The presence of detectable HIV-1 prior to the appearance of HIV-1-specific antibody was assessed in 41 incident infections that occurred during a 6-year prospective cohort study. All available antibody-negative samples (n = 138) and the first antibody positive sample (n = 41) were tested, under code, by the polymerase chain reaction (PCR) in two laboratories and by HIV-1 isolation in a third laboratory. Samples were available as long as 66 months and at least 18 months before seroconversion for 24/41 subjects. An equal number of time-matched control specimens from persistently seronegative homosexual men and 103 samples from normal blood donors were also tested under code. Samples with discordant results were subjected to coded repeat analysis along with appropriate controls. All but one of the 41 first antibody-positive specimens (97.6%) were PCR positive and 65% were isolation positive. Two control specimens from seronegative homosexual men were PCR positive and one was culture positive, but HLA typing provided clear evidence of specimen mix-up in the specimen archive. For 37/41 seroconvertors, all available antibody negative specimens were negative by both PCR and virus isolation. In three cases, the specimen obtained 6 months before seroconversion was PCR and isolation positive. One specimen, obtained 12 months before SC, was PCR positive and isolation negative but was determined to be the result of sample contamination. Both PCR and isolation were negative in this subject 6 months before SC. In conclusion, we were unable to detect immunosilent infection > 6 months before seroconversion in high-risk homosexual men.

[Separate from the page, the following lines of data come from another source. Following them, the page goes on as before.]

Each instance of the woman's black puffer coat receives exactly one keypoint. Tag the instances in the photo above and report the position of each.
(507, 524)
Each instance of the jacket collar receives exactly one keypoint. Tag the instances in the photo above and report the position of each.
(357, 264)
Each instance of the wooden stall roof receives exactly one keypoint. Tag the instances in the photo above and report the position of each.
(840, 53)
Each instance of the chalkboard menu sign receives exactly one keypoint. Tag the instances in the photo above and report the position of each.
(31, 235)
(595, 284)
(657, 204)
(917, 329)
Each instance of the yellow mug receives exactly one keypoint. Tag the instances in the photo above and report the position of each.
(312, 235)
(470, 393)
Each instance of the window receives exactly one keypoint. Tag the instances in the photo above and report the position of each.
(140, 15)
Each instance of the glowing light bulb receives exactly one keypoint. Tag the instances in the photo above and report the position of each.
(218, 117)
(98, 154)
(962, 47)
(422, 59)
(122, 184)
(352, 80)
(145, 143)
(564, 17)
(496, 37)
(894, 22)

The initial immune response to HIV and immune system activation determine the outcome of HIV disease.

A study was conducted to assess the relative contribution of the HIV-1-specific immune response and -nonspecific immune activation to HIV disease progression. The titer of antibody to the p24 core protein and the concentration of serum neopterin were measured in 238 HIV-1-seropositive subjects in a prospective cohort study of homosexual men. Antibody titers were extremely variable among cohort participants but relatively stable over time, suggesting inherent differences in the initial immune response capacity. Neopterin concentrations were also variable at cohort entry but generally increased over time. These two markers, measured at cohort entry, had powerful and independent predictive value for the development of AIDS up to 54 months before diagnosis. Subjects with low antibody titers and high levels of neopterin, had the highest incidence of AIDS (60% over 54 months). Patients with low antibody or high neopterin alone had an intermediate risk (34% incidence) and less than 10% of those with high antibody and low neopterin developed AIDS. We propose that the initial immune response to HIV and virus-mediated immune system activation are independent and innately variable components of an individual's response to HIV infection that interact to determine the clinical outcome.

Use of T lymphocyte subset analysis in the case definition for AIDS.

Infection with HIV-1 and < 200 CD4+ lymphocytes/mm3 has been proposed as an AIDS-defining condition. We have evaluated the effects of using this and other T-cell subset measurements, in the diagnosis of AIDS in two cohorts of homosexual/bisexual men in San Francisco. Among 762 HIV-1 infected men, 200 CD4+ lymphocytes/mm3 corresponded to 13 percent CD4+ lymphocytes and a CD4+/CD8+ ratio of 0.23. If these AIDS-defining criteria had been implemented in mid-1991, the number of living AIDS cases would have increased by 106 (212%), 133 (266%), and 136 (272%), respectively. When these criteria were first met, either before or in the absence of a clinical AIDS diagnosis, about half of the subjects were asymptomatic and the median clinically AIDS-free interval was approximately 2 years. Using two consecutive tests or pair-wise combinations of criteria reduced the number of cases identified by testing error or transient biological variation, but the number of living AIDS cases would still be increased more than twofold. Finally, any AIDS case definition using a specific T-cell subset value will be compromised by the inherent variability in these measurements and the substantial overlap in the results for those with and without clinical manifestations of HIV infection.